Integrating LiveRecorder into your application and workflow¶
LiveRecorder enables you to capture complete execution histories of your applications, creating recordings that can be replayed later for debugging. This is particularly valuable for:
reproducing intermittent bugs that are difficult to debug in real-time;
post-mortem debugging of crashes or unexpected behavior in production environments;
accelerating development cycles by providing detailed execution traces for complex issues.
This document explains how to integrate LiveRecorder into your C/C++ application and use it for:
recording applications in internal testing as part of a LiveRecorder for Development workflow;
recording applications in the field as part of a LiveRecorder for Production workflow.
Application integration¶
Whether you intend to use LiveRecorder in development or production workflows, the first step is to integrate it into your application.

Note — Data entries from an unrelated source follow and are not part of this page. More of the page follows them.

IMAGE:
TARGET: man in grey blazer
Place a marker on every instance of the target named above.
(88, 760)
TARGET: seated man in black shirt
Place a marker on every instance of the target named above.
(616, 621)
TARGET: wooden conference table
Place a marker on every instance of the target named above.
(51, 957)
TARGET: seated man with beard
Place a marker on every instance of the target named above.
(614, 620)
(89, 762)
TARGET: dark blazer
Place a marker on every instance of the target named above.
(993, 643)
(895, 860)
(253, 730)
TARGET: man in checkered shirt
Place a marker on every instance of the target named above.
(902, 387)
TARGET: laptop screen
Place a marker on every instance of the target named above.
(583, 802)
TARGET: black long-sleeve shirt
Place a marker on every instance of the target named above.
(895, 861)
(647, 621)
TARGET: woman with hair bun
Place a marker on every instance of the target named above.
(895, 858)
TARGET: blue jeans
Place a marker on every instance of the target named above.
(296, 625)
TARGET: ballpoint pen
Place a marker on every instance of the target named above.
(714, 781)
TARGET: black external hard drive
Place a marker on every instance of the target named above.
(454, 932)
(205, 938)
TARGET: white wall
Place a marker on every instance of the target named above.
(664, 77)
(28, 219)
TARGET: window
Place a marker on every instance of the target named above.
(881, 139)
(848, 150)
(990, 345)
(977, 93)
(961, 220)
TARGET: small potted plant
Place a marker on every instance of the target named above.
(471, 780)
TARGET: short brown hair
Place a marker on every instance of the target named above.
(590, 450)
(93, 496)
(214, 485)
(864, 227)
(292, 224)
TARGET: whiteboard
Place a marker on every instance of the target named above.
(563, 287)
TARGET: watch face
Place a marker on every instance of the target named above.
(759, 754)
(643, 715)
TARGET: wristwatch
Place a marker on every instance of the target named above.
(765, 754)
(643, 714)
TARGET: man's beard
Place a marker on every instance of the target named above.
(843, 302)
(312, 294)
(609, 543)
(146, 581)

You can choose to integrate either:
The LiveRecorder command-line tool (live-record).
The LiveRecorder API.
The command-line tool is easier to use and does not require modifications to source code. The API provides finer-grained control, allowing you to start and stop recording at specified points, and enables more advanced use cases.
For LiveRecorder for Development (LRD) workflows, either option can work well. For LiveRecorder for Production (LRP) workflows, we recommend linking against the API.
If you choose to integrate using the LiveRecorder API, you should also add a mechanism for enabling and disabling LiveRecorder in your application. This could involve:
an environment variable such as
YOURAPP_RECORDING_ENABLED
;a command-line option such as
--recording-enabled
;a console command such as
enable-recording
;a graphical user interface element such as a drop-down menu option or a button.
Outcome: Recordings of your application are generated by LiveRecorder and you can step through them using UDB to understand what your software really did.
LiveRecorder for Development workflow integration¶
Test harness integration¶
Now that you can turn LiveRecorder on and off, you need to decide when to do so. The best policy will depend on what you’re aiming to achieve.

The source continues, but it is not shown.